Method: We propose GRASE-DC, an action sequence similarity (AS)-driven contextual learning optimization framework. GRASE-DC introduces the first AS-based example relevance metric and integrates two-stage resampling, dynamic clustering, and iterative validation (GRASE-DC*+VAL) to jointly enhance example relevance and diversity while enabling cross-distribution generalization.

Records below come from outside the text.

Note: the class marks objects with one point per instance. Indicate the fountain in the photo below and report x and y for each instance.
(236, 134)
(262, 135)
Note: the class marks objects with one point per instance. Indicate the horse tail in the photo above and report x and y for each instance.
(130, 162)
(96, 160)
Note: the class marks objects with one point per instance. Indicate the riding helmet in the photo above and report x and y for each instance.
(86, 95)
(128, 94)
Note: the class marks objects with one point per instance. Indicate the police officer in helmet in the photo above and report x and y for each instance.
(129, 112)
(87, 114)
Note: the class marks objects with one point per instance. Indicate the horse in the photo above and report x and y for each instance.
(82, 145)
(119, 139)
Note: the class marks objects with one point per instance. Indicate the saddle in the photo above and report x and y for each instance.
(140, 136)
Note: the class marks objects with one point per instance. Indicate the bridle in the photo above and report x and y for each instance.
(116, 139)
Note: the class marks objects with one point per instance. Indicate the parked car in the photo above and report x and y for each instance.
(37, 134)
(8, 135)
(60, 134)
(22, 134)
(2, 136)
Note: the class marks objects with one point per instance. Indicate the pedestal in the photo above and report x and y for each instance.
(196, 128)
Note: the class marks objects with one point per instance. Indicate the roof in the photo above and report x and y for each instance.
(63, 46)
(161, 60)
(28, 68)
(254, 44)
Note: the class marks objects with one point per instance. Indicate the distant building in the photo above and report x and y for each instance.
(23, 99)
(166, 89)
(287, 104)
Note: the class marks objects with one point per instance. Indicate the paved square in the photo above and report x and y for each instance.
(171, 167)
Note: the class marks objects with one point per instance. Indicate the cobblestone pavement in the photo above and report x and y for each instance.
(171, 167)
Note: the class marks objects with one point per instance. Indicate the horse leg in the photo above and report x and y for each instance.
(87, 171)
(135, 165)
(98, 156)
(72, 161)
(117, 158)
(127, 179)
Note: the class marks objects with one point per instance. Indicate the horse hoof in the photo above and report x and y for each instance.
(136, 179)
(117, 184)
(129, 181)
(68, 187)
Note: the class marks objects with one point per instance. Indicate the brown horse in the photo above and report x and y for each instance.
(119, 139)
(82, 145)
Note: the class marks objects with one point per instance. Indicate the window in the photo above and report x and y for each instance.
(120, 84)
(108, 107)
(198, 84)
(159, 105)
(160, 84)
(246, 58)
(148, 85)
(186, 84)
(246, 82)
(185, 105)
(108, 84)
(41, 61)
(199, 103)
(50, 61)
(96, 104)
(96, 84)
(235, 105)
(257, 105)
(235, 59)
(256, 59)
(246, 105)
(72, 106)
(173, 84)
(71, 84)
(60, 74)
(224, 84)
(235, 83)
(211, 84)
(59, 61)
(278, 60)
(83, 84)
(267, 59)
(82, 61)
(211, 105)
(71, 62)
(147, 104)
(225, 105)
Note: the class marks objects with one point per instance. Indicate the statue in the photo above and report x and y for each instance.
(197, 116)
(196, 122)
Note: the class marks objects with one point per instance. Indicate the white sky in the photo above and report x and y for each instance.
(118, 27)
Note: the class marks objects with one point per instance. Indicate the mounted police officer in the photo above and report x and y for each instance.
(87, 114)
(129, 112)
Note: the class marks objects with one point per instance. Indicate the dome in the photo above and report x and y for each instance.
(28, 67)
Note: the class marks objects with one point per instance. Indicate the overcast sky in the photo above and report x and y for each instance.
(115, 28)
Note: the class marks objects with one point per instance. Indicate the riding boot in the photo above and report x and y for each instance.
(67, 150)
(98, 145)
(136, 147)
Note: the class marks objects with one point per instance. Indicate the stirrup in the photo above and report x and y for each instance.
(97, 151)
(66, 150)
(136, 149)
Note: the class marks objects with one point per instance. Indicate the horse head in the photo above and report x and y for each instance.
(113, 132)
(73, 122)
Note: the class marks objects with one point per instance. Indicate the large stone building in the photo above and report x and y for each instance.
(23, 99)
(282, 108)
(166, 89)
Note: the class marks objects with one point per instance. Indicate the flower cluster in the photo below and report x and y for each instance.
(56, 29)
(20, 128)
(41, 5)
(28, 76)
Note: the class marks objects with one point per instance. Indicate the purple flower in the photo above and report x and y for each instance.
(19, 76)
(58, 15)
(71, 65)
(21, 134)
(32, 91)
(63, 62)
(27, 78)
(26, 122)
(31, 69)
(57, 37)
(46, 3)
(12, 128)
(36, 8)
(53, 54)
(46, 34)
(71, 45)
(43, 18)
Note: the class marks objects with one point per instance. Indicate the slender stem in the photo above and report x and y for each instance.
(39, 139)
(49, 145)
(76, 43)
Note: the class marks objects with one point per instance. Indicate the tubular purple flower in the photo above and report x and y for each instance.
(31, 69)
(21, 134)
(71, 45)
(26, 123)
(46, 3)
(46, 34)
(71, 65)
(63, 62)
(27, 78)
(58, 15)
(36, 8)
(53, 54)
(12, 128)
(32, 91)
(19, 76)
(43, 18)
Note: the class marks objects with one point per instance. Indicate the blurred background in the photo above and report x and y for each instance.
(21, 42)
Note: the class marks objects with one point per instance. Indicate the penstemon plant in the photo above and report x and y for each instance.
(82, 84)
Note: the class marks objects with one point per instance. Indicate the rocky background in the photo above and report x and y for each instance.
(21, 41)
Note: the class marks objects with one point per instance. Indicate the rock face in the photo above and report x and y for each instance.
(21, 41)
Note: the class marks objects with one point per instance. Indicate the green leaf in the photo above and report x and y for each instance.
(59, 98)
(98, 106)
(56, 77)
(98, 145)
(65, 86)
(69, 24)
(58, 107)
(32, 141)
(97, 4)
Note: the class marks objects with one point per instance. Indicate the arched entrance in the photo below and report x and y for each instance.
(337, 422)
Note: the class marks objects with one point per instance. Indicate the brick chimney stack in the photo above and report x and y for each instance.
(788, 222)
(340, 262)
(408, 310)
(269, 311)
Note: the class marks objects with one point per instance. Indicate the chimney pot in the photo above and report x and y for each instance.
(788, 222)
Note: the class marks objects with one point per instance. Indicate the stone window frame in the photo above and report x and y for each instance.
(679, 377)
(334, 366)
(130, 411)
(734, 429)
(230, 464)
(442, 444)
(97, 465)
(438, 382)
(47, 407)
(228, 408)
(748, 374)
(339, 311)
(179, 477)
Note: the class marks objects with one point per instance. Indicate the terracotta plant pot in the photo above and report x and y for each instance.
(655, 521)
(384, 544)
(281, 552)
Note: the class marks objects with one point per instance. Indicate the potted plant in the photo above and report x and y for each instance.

Contributions/Results: Evaluated across multiple planning benchmarks, GRASE-DC achieves average accuracy gains of 11–40 percentage points and reduces example usage by 27.3%. In “explaining hard tasks via simple analogies” scenarios, it improves accuracy by up to 24 percentage points. The method significantly strengthens LLMs’ generalization capability and planning robustness, demonstrating strong transferability across diverse task distributions.
📝 Abstract
Planning is essential for artificial intelligence systems to look ahead and proactively determine a course of actions to reach objectives in the virtual and real world. Recent work on large language models (LLMs) sheds light on their planning capability in various tasks. However, it remains unclear what signals in the context influence the model performance. In this work, we explore how to improve the model planning capability through in-context learning (ICL), specifically, what signals can help select the exemplars. Through extensive experiments, we observe that commonly used problem similarity may result in false positives with drastically different plans, which can mislead the model. In response, we propose to sample and filter exemplars leveraging plan side action sequence similarity (AS). We propose GRASE-DC: a two-stage pipeline that first re-samples high AS exemplars and then curates the selected exemplars with dynamic clustering on AS to achieve a balance of relevance and diversity. Our experimental result confirms that GRASE-DC achieves significant performance improvement on various planning tasks (up to ~11-40 point absolute accuracy improvement with 27.3% fewer exemplars needed on average). With GRASE-DC* + VAL, where we iteratively apply GRASE-DC with a validator, we are able to even boost the performance by 18.9% more. Extensive analysis validates the consistent performance improvement of GRASE-DC with various backbone LLMs and on both classical planning and natural language planning benchmarks. GRASE-DC can further boost the planning accuracy by ~24 absolute points on harder problems using simpler problems as exemplars over a random baseline. This demonstrates its ability to generalize to out-of-distribution problems.